The Food and Drug Administration’s (FDA) authorization comes as President Donald Trump faces intense pressure to curb the contagion that has hobbled the world’s largest economy and clouded his once-promising prospects for re-election in November.
The plasma is believed to contain powerful antibodies that can help fight off the disease faster and help protect people from being seriously hurt by it.
“This product may be effective in treating COVID-19 and... the known and potential benefits of the product outweigh the known and potential risks of the product,” FDA said in a statement.
While the treatment has already been used on patients in the United States and other nations, the extent of its effectiveness is still debated by experts and some have warned that it could carry side effects.

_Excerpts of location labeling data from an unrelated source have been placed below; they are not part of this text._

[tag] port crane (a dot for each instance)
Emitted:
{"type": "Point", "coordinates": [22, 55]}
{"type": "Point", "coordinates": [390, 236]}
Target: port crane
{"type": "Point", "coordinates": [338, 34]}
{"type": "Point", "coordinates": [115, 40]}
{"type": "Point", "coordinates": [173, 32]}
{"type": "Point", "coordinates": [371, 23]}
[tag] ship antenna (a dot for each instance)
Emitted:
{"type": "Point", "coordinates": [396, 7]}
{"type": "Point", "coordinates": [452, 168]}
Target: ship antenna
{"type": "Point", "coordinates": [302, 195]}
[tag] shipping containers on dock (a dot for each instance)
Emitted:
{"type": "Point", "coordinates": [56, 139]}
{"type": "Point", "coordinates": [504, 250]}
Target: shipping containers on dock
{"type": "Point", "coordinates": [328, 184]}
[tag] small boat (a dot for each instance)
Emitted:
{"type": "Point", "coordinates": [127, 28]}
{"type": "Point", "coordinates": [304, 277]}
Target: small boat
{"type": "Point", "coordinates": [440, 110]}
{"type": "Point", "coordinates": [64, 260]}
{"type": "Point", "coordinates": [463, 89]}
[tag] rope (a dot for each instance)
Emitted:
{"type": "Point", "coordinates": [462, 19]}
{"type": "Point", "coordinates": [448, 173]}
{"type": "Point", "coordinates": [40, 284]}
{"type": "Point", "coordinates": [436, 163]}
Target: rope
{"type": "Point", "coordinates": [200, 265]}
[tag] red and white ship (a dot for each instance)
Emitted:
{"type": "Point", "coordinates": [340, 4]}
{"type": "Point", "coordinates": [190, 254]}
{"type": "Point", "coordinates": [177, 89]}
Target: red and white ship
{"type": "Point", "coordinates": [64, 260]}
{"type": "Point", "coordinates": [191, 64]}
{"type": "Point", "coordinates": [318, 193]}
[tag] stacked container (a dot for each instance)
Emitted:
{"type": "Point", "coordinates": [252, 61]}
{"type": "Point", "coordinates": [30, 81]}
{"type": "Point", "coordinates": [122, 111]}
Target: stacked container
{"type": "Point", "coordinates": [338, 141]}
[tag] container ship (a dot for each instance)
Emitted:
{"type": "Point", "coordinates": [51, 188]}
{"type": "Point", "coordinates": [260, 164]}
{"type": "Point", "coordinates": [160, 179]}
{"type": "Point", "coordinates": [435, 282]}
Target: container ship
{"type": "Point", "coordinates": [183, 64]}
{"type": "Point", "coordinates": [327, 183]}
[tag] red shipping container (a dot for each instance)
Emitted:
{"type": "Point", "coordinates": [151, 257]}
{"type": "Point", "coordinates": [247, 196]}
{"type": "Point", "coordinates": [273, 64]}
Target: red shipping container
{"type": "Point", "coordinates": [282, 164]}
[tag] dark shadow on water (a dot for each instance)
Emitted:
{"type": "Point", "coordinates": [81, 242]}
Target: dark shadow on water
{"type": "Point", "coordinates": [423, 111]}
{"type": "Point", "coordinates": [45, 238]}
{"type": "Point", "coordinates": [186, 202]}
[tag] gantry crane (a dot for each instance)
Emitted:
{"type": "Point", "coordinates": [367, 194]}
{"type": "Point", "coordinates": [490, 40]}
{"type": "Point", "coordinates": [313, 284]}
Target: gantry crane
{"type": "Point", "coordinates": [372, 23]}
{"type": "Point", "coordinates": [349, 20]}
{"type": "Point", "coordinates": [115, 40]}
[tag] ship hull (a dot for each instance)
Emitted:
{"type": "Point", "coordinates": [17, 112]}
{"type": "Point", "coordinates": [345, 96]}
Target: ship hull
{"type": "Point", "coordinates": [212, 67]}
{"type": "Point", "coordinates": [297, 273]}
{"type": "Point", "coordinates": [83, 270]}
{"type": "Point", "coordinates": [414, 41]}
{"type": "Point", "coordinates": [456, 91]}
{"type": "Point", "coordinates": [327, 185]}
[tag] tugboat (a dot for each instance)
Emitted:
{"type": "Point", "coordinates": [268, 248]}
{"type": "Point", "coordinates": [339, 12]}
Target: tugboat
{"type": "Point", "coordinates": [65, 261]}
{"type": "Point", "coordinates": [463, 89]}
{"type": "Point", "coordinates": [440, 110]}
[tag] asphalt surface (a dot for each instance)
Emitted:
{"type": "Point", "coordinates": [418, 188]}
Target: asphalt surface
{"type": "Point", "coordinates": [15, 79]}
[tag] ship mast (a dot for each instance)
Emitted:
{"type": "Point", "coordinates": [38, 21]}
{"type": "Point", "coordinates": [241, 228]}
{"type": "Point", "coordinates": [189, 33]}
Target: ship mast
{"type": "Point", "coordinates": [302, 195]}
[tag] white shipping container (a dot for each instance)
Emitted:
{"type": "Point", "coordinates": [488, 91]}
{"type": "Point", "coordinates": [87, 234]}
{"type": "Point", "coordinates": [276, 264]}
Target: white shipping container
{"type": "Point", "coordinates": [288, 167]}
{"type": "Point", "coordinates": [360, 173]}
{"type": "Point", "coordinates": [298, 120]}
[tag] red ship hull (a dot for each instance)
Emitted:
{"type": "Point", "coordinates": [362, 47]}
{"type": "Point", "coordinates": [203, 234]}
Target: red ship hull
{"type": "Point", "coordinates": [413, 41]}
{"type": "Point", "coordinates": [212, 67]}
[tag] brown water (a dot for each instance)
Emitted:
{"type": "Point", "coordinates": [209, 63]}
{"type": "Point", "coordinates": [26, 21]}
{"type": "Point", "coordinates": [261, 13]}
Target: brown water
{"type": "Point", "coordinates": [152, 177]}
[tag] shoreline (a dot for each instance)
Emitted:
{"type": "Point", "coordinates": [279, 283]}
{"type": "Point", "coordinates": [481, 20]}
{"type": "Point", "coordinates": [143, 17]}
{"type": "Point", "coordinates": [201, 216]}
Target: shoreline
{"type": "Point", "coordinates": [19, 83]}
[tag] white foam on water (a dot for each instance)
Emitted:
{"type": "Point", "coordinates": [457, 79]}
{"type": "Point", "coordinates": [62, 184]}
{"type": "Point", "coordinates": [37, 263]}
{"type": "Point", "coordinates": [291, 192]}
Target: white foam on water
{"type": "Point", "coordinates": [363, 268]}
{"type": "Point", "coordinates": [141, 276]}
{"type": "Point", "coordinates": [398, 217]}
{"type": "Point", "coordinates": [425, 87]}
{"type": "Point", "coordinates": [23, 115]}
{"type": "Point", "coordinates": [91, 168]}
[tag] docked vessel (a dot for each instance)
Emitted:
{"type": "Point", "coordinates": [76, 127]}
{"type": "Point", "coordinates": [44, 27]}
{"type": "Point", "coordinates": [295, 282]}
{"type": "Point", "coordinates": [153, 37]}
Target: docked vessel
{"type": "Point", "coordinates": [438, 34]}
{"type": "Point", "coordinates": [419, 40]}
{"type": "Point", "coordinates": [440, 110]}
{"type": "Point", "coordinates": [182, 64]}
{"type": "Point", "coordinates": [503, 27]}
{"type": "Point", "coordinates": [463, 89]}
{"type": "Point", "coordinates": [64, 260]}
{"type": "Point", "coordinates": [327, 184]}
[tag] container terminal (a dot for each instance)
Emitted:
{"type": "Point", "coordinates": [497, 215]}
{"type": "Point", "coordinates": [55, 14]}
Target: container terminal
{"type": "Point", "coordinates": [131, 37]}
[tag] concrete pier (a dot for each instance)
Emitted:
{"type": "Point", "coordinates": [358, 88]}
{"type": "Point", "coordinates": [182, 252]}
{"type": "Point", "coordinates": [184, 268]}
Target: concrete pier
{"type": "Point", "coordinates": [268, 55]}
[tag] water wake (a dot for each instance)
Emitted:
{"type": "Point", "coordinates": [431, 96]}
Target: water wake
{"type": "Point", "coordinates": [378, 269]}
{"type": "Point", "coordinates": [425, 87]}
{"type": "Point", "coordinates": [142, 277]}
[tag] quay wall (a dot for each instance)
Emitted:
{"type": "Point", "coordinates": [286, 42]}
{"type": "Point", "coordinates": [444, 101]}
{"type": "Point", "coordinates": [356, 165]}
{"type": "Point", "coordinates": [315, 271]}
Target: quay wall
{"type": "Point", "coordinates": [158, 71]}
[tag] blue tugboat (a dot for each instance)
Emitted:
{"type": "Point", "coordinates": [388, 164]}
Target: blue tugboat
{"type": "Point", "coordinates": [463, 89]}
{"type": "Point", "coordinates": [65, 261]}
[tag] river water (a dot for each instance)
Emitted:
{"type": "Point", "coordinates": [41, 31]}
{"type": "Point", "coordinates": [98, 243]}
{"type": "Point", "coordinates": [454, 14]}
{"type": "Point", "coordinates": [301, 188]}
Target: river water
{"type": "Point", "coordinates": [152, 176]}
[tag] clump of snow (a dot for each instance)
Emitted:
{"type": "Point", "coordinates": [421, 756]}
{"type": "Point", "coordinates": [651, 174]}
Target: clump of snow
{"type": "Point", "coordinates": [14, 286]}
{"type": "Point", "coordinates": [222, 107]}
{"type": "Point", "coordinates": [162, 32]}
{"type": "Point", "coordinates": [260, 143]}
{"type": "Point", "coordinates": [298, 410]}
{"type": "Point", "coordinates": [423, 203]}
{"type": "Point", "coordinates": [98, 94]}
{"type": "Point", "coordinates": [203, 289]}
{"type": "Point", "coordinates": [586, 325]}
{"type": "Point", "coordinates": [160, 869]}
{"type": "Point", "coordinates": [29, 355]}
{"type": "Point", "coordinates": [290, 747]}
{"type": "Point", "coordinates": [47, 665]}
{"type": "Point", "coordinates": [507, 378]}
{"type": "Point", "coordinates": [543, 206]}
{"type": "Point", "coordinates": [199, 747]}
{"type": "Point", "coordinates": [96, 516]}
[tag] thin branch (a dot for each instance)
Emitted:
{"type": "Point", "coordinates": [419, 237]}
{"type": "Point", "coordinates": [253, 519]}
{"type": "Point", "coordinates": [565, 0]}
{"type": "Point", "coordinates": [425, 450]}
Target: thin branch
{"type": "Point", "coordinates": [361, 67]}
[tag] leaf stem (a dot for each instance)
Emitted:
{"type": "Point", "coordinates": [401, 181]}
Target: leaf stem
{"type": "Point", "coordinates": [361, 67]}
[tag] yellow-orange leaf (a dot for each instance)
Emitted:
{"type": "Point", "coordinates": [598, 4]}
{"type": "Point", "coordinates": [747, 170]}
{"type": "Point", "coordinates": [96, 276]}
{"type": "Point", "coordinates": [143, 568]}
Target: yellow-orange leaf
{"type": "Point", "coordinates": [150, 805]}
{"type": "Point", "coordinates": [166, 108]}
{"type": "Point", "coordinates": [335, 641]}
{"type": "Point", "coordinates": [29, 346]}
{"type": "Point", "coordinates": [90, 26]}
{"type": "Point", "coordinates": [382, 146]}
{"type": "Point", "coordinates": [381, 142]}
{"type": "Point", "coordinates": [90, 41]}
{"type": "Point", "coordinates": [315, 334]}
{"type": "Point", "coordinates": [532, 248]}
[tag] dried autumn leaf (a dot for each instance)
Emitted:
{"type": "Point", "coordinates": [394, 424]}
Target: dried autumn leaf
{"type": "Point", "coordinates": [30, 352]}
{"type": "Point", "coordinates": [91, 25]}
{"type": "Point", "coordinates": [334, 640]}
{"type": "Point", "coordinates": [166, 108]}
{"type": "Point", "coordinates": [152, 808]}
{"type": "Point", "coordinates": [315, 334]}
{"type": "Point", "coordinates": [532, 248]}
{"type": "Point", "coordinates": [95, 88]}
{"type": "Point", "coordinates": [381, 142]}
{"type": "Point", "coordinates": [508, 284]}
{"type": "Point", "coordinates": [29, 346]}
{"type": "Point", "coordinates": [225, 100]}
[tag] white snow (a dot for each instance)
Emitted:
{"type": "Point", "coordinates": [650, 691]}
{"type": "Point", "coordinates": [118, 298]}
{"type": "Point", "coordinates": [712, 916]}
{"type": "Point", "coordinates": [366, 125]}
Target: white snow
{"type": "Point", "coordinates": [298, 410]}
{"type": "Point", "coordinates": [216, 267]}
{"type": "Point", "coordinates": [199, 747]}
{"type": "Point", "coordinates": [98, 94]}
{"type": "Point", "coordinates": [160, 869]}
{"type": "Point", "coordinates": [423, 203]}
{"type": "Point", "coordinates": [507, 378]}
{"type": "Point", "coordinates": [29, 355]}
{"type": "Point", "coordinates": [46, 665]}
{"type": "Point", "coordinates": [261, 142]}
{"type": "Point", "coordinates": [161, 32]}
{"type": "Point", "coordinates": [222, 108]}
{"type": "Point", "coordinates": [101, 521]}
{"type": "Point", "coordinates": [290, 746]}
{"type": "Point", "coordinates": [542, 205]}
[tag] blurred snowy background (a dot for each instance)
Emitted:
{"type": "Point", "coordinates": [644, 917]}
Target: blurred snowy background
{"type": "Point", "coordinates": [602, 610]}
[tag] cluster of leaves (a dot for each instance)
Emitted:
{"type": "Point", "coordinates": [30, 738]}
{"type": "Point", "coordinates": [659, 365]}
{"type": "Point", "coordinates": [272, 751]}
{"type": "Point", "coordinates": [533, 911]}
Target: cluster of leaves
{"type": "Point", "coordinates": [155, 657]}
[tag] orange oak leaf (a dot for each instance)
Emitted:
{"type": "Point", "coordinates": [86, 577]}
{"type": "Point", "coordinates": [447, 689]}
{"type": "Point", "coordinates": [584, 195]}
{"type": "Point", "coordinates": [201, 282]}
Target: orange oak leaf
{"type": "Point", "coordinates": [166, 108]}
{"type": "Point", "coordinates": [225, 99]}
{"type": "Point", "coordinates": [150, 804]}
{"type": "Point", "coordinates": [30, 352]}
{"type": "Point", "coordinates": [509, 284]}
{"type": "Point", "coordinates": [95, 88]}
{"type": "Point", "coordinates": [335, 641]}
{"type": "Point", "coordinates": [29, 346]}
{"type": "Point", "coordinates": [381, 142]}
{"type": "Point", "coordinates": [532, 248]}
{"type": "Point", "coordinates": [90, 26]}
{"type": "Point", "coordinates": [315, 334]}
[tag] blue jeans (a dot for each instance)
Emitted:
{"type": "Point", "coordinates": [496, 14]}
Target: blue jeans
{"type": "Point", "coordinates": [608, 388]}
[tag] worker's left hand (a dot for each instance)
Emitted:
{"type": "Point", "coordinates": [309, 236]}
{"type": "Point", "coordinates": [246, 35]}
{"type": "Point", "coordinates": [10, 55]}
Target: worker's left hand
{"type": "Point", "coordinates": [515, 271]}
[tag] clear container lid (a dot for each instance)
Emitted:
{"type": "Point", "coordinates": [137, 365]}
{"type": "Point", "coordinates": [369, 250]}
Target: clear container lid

“Convalescent plasma probably works — though it still needs to be proven in clinical trials — but not as a rescue treatment for people who are already severely ill,” said Len Horovitz, a pulmonary specialist at Lenox Hill Hospital in New York City.
He said that plasma would likely work much better right after a person was exposed to the virus, when the body is trying to neutralize the infection.
Earlier Sunday, US media reported that Trump would announce the emergency authorization at a press conference, but the White House declined to comment on the president’s plans.
Trump spokeswoman Kayleigh McEnany said the president would announce a “major therapeutic breakthrough.”
However, the FDA already allows convalescent plasma transfusions for coronavirus patients under certain conditions, such as clinical trials and gravely ill people.
The Washington Post, which reported Trump would announce the approval, said that over 70,000 virus patients in the US have received such a transfusion.